C’est le dimanche soir (18 mars), nous disent les habitants, que les Allemands abandonnèrent Chauny pillée et incendiée. Quelques heures plus tard, les premiers cavaliers français apparaissaient.

De Chauny je remonte dans la direction de Saint-Quentin. Le spectacle de cette continuité de dévastation finit par porter l’horreur et la haine au paroxysme. Aucune maison n’a été épargnée, et les attentats contre les arbres se multiplient. Ici était une grande usine : avec ses turbines écrasées, son armature de fers tordus, on dirait un vaisseau naufragé, ou quelque gigantesque zeppelin effondré, cinq ou six fois plus grand que celui qui fut abattu à Compiègne. Là, s’épanouissaient de vastes bâtiments de ferme ; il n’en reste que les murs déchiquetés ; les toits ont coulé sur le sol qu’ils arrosent de leurs tuiles.
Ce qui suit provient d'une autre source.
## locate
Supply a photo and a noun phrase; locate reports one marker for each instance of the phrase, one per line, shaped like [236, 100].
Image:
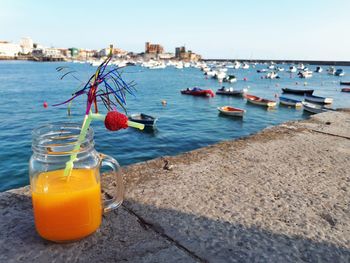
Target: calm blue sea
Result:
[184, 124]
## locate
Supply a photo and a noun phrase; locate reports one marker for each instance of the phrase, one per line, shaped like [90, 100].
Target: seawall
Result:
[281, 195]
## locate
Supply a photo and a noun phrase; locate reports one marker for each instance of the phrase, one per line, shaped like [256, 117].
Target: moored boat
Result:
[231, 91]
[292, 69]
[198, 92]
[318, 99]
[315, 108]
[290, 102]
[331, 70]
[298, 91]
[305, 74]
[318, 69]
[339, 72]
[230, 78]
[147, 120]
[260, 101]
[231, 111]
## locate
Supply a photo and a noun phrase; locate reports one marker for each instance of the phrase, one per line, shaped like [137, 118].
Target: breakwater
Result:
[280, 195]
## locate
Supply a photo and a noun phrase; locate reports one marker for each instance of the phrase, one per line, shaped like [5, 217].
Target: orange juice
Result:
[67, 209]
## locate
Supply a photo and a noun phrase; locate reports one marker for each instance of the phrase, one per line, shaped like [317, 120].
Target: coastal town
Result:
[27, 49]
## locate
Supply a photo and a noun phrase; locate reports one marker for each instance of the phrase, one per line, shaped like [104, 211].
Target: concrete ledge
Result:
[281, 195]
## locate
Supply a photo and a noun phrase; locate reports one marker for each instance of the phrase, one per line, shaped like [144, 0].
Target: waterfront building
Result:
[153, 48]
[26, 44]
[166, 56]
[74, 52]
[182, 54]
[9, 50]
[49, 53]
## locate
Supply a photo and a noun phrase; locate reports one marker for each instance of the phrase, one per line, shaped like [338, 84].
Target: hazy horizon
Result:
[298, 30]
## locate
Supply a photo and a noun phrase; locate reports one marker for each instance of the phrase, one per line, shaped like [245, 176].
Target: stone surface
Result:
[281, 195]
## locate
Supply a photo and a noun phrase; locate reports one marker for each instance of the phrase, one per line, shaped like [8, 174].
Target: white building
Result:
[8, 49]
[26, 44]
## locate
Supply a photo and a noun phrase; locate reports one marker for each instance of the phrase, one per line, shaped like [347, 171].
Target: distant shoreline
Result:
[288, 61]
[277, 61]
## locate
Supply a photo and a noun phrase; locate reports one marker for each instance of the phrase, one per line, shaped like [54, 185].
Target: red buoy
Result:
[115, 121]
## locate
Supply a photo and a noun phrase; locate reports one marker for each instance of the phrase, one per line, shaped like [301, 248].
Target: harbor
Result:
[280, 195]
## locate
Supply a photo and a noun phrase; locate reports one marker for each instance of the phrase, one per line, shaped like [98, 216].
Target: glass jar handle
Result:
[117, 200]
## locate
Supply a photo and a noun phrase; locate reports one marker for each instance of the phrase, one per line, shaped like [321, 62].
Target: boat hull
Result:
[231, 93]
[259, 101]
[320, 100]
[291, 103]
[200, 93]
[147, 120]
[230, 111]
[298, 91]
[314, 108]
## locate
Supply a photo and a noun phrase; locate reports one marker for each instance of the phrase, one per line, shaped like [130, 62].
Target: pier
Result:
[281, 195]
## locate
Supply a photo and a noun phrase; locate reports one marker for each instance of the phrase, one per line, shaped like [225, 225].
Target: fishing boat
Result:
[198, 92]
[339, 72]
[272, 75]
[318, 69]
[305, 74]
[298, 91]
[147, 120]
[231, 111]
[245, 66]
[260, 101]
[231, 91]
[301, 66]
[331, 70]
[292, 69]
[230, 78]
[318, 99]
[315, 108]
[290, 102]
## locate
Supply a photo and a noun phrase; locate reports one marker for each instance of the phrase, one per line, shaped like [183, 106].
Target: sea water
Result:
[184, 124]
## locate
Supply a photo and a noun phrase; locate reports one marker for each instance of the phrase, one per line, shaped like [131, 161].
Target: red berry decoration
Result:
[115, 121]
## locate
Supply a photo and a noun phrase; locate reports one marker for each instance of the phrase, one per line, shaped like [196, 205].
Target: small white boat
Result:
[230, 79]
[318, 69]
[292, 69]
[245, 66]
[331, 70]
[301, 66]
[271, 75]
[260, 101]
[315, 108]
[318, 99]
[290, 102]
[231, 91]
[305, 74]
[236, 65]
[231, 111]
[339, 72]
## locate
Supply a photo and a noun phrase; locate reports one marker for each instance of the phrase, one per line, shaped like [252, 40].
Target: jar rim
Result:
[39, 130]
[60, 139]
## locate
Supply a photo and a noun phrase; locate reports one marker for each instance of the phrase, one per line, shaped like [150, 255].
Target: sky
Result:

Et voici, sur d’immenses espaces, tous les arbres sciés à un mètre du sol et tombés en ligne sur leurs souches, comme des sections frappées en ordre par les mitrailleuses.

Des vers de notre Ronsard chantent dans la mémoire :


Écoute, bûcheron, arreste un peu le bras :
Ce ne sont pas des bois que tu jettes à bas ;
Ne vois-tu pas le sang, lequel dégoutte à force,
Des nymphes qui vivaient dessous la dure escorce ?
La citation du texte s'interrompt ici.